In the Book of Common Prayer, the congregation prayer of confession includes sins of omission and sins of commission. “Omission” refers to the good things that we ought to have done but did not, and “commission” refers to the bad things we ought not do but have done. In most of my evangelical upbringing, 99% of the time the word “sin” meant “sin of commission.” It wasn’t until I was older that the importance of goodness left undone was impressed on me. And it was until somewhat recently that I had an important realization:
Sins of commission are often downstream from sins of omission. In the absence of acts of virtue, acts of vice will fill the void.
So I’d like to expand this concept to American religious conservatism as a whole. When honest, thoughtful, Christlike people get fired by organizations that purport to want honest, thoughtful, Christlike people, that’s a sin of commission. Thus I ask, what should this organization should have been doing when it decided to do this instead?
Maybe there’s a clue here.
The middle name mentioned in this NRB-hosted event is Charlie Kirk, a right-wing pundit whom Jerry Falwell Jr. recruited to build a research center Liberty University, before Kirk starting advertising Judeo-Christian values with bikini-clad women and Falwell was pushed out for…a lot of weird things. While NRB is preparing to host Kirk, they are ousting Dan Darling. In the absence of a real moral compass, ridiculous and hypocritical decisions fill the void.
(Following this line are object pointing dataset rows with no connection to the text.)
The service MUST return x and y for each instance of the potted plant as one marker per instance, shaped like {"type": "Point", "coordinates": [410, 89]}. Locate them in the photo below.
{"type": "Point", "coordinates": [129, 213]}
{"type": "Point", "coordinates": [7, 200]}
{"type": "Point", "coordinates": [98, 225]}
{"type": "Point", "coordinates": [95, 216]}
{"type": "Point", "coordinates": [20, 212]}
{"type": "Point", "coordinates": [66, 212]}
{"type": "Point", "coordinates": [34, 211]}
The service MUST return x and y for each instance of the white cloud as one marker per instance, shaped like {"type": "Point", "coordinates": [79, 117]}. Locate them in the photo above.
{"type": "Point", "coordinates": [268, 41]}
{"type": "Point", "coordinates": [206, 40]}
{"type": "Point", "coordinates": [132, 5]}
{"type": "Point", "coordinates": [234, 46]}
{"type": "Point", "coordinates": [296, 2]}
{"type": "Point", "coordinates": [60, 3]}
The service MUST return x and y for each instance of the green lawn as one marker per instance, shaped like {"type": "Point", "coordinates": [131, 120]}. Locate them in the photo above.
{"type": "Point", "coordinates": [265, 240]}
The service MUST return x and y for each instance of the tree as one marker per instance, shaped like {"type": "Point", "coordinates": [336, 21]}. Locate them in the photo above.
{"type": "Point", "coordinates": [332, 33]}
I say what I’ve said before: There’s no financial future within popular American conservatism for having genuinely Christian convictions. The populist conservative movement is adrift in sins of omission, with nothing serious to say about character, the family, transcendent ethics, and the value of all human life. Now the sins of commission are emerging: punishing thinkers who tip over the cash cows of outgroup animus and tribal gainsaying, punishing them not for sins but for virtues.
Does conservatism really have no greater ambitions than this? Are we Charlie Kirk, Dinesh D’Souza, and Tomi Lahren all the way down? Is it media hegemony at all costs? What would we do if not this? Really…what would we do?
Well, we might do more of the stuff Dan Darling does.